7. Set a Timer. If you’ve got a full 60 minutes at the gym, pool, or track, then fitness trainer Clint Fuqua says only give yourself 45 minutes. Set the timer and work to beat the buzzer! If you’re new to this approach, start by shaving 5 minutes off your time and work up from there.
8. Hire a Trainer. Nothing can keep you more focused on a well-organized workout than a trainer. They’ll make the most of the time you have available within the limitations of your body all while working toward an ultimate goal — being weight loss, a race, or overall better fitness.
9. Bike/Jog to the Gym. Get the cardio out of the way before you even enter the gym! Vivian Eisenstadt, MAPT says, “This way you get your cardio [without] feeling like a gerbil on the treadmill.” You save time by not driving around looking for a parking space, and you can get out of the gym sooner by not waiting in line for over-booked machines.
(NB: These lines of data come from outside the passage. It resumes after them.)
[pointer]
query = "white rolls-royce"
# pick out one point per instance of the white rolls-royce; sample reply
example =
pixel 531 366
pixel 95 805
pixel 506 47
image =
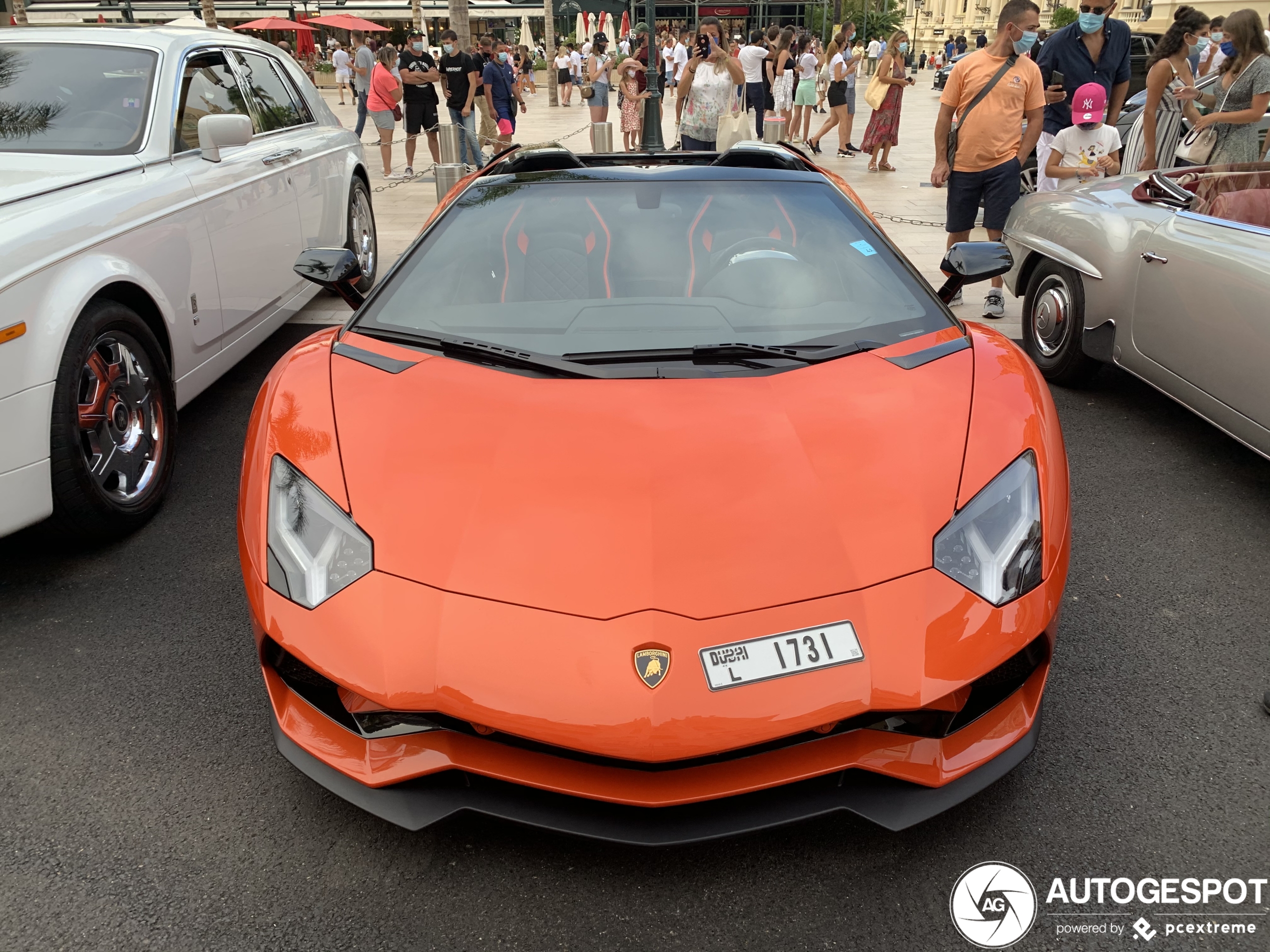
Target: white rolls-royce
pixel 156 186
10. Ditch Distractions. There is a locker room for a reason, and that’s where you should leave your cell phone or magazines. Take a post-workout selfie if it’s that important, but don’t eat up time on the gym floor. Choose machines away from the TVs if the entertainment is too distracting. And workout alone to avoid gabbing with friends, which can slow the intensity and focus of a workout.